13. By Notice of Motion dated 28 May 2008 (grounded upon an affidavit of the same date and a Notice of Appeal dated 24 October 2007), the applicant requested, pursuant to section 59 of the Criminal Justice (Amendment) Act 2007, leave to add 7 grounds of appeal for the Supreme Court’s consideration. The first two and last grounds read as follows:

“1. That the Court of Criminal Appeal erred in law or erred on a question of mixed fact and law in holding that Section 2 of the [1990 Act] did not preclude [the police] from taking a voluntary forensic sample from a person in custody without invoking the provisions of the said Act and that the said section of the 1990 Act was designed to enable [the police] to obtain such forensic samples which might otherwise be refused and to provide for admissibility of such evidence arising from the refusal, and that the neglect, failure or refusal by the [police] to take the said sample under the aegis of the said Act was ultra vires, contrary to Article 15.2.1 and Article 40.3.1 and 2 of the Constitution.

2. That the learned trial judge erred in law and on the facts in ruling that the blood sample from the Accused for the purpose of DNA testing was admissible in evidence, that it was lawfully taken and/or did not require to be taken pursuant to the Criminal Justice (Forensic Evidence) Act 1990, and thereby failed to vindicate the Accused’s Constitutional Rights to his bodily integrity. ...

7. That in all the circumstances of the case of the case the conviction of the Appellant is unsafe and unsatisfactory.”

14. On 18 November 2008 the Supreme Court rejected (by a majority) the appeal. All judges agreed that it had been long accepted that the police could, under the common law, obtain information and samples from a person so long as that person’s consent was given voluntarily. Indeed, even the judge who dissented on the question of the effect of the 1990 Act noted that the applicant had accepted that there had been a power to take samples by consent under the common law, he referred to the CCA judgment on the issue cited at paragraph 10 above and he added:

“22. Neither the inviolability of the dwelling nor the right to bodily integrity of the human individual, though these are personal rights which enjoy constitutional protection, prevents individuals from agreeing to provide access to the one and samples from the other. Most citizens will perceive it as their duty to assist in the investigation of crime. Many will wish to eliminate themselves from suspicion; many others will wish to assist in finding the perpetrator of a crime. Where evidence is thus freely and voluntarily provided by a person at liberty, no principle of the criminal law prevents material thus gained in the course of police investigation from becoming the subject-matter of evidence at a criminal trial against the provider.”

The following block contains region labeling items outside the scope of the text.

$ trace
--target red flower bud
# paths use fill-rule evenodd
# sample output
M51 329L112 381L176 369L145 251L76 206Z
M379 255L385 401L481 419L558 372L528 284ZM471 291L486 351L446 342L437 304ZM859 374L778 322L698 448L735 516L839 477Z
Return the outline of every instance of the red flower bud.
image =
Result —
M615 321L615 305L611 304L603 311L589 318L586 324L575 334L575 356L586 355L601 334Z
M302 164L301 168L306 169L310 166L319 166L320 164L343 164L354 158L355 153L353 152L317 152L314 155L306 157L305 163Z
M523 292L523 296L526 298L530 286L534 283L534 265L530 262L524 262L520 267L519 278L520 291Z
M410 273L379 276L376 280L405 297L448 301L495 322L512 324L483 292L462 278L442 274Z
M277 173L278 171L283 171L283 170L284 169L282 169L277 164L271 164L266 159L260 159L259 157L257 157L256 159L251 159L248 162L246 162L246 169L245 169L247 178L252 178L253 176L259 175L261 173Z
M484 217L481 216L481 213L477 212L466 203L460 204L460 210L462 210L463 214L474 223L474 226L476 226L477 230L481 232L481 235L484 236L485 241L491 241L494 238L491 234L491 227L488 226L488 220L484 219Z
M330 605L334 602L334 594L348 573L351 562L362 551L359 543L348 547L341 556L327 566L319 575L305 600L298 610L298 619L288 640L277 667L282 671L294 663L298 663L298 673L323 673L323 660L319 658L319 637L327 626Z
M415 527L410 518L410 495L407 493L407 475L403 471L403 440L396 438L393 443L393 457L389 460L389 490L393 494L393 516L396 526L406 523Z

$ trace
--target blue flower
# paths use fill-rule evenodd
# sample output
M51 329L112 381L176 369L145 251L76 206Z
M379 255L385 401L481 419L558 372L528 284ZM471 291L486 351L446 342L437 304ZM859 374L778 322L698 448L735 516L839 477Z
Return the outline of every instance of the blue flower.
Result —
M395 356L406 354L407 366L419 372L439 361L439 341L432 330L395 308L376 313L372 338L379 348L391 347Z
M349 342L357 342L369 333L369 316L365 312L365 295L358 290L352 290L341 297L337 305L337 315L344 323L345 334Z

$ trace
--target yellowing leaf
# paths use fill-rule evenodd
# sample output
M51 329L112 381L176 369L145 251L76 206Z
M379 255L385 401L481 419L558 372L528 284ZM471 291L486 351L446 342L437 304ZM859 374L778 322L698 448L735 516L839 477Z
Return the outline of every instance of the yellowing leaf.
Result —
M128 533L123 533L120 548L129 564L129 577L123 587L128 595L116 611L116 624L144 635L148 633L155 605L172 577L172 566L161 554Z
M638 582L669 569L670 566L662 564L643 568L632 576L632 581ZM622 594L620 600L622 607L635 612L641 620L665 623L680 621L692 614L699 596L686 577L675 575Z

15. The Supreme Court found that the 1990 Act did not deprive the police of their ability to take samples under the common law since both the statutory and common law schemes for taking samples co-existed. It was satisfied that the matter in issue was not the application of a policy of the Director of Public Prosecutions (“DPP”), (whereby he had advised that, after the coming into force of the Act, the police could still take samples that were provided voluntarily and on consent) or whether that policy was appropriate or not. Rather, the matter in issue was a question of law. The advice of the DPP was an interpretation of the 1990 Act. The issue was whether that interpretation was correct. The Supreme Court conducted a detailed construction of the 1990 Act in order to ascertain the intention of the legislature. It noted that the common law approach to obtaining information by consent was well established. It was a fundamental aspect of the approach to investigating crime. It was a practical approach. Any alteration to such a fundamental aspect of criminal investigation would require a clear expression of an intention to change. No such approach was apparent from the words of the Act.

It further noted that section 2(11) of the 1990 Act expressly stated that the powers conferred by that section were without prejudice to any other powers exercisable by a member of the Garda Síochána: it thereby expressly retained powers of the Garda Síochána. The Supreme Court went on to note the detrimental consequences to a ‘person’ under the 1990 Act and it gave, as an example, the ‘inference’ which might be raised at the trial, and upon which a jury might rely for corroboration. There was also the possibility of the offence of obstruction under section 2(9) of the 1990 Act. No such detrimental consequences arose under the common law. Therefore it considered that to apply the statutory scheme in the absence of a clear mandatory requirement under statute would be a step too far. The Supreme Court was satisfied that the Oireachtas did not intend to exclude the common law when it passed the 1990 Act and that the common law might also be applied to a person detained or in prison as referred to in section 2 of that Act.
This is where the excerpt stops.